It's very difficult to know where you are in the heating cycle when brewing or steaming with an out of the box Gaggia Classic. The steam thermostat switches off at around 155C and the temperature can continue to climb to 160-165C after this. However, the thermostat won't start heating again until the temperature drops below around 115C.

I have one of these attached to my machine, a 2019 Gaggia Classic with minimum modifications:

https://www.ebay.co.uk/itm/Dual-Two-2-K-Type-Digital-Channel-Thermometer-Thermocouple-Sensor/114402813407

The unit comes complete with two K-type thermocouple leads.

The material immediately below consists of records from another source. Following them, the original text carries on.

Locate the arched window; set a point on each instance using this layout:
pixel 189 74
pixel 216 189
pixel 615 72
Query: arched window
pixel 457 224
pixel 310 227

These can be secured to likely parts of the machine using small blobs of this goo:

https://www.ebay.co.uk/itm/154418341741

Taken together these items allow detailed temperature monitoring on any machine/device for around £20.

I have tried a couple of configurations for the thermocouples and decided the most useful setup is to place one sensor next to the boiler brew thermostat with the other outside the machine attached to the group head.

My routine for steaming is to flick the steam switch on, and start purging immediately. I aim to get the wand into the milk and start steaming properly when the temperature is between 125-135C. If the temperature goes much over 145C I will use the steam switch to keep the temperature between 135-145C - I might let it go higher than this if I think I can finish steaming before the steam light comes on, but usually I've switched off and completed the operation without the steam light ever coming on.


----------



## Alan8 (Oct 27, 2021)

Stox said:


> It's very difficult to know where you are in the heating cycle when brewing or steaming with an out of the box Gaggia Classic. The steam thermostat switches off at around 155C and the temperature can continue to climb to 160-165C after this. However, the thermostat won't start heating again until the temperature drops below around 115C.
> 
> I have one of these attached to my machine, a 2019 Gaggia Classic with minimum modifications:
> 
> ...


 Thanks for your reply, its very helpful. Will look into the temperature suggestion. Roughly how long before it gets to that 125C-135C range?


----------



## Stox (Jul 19, 2020)

Alan8 said:


> Thanks for your reply, its very helpful. Will look into the temperature suggestion. Roughly how long before it gets to that 125C-135C range?


 I reckon this morning it took around 10 seconds to get from 100 to 130C. I was purging the wand for some of that time and I think I started with the brew light on so the machine was cooling down. With the brew light on the temperature at the brew stat could be anything between 98C and 120C, so a lot depends on where you're starting from.


----------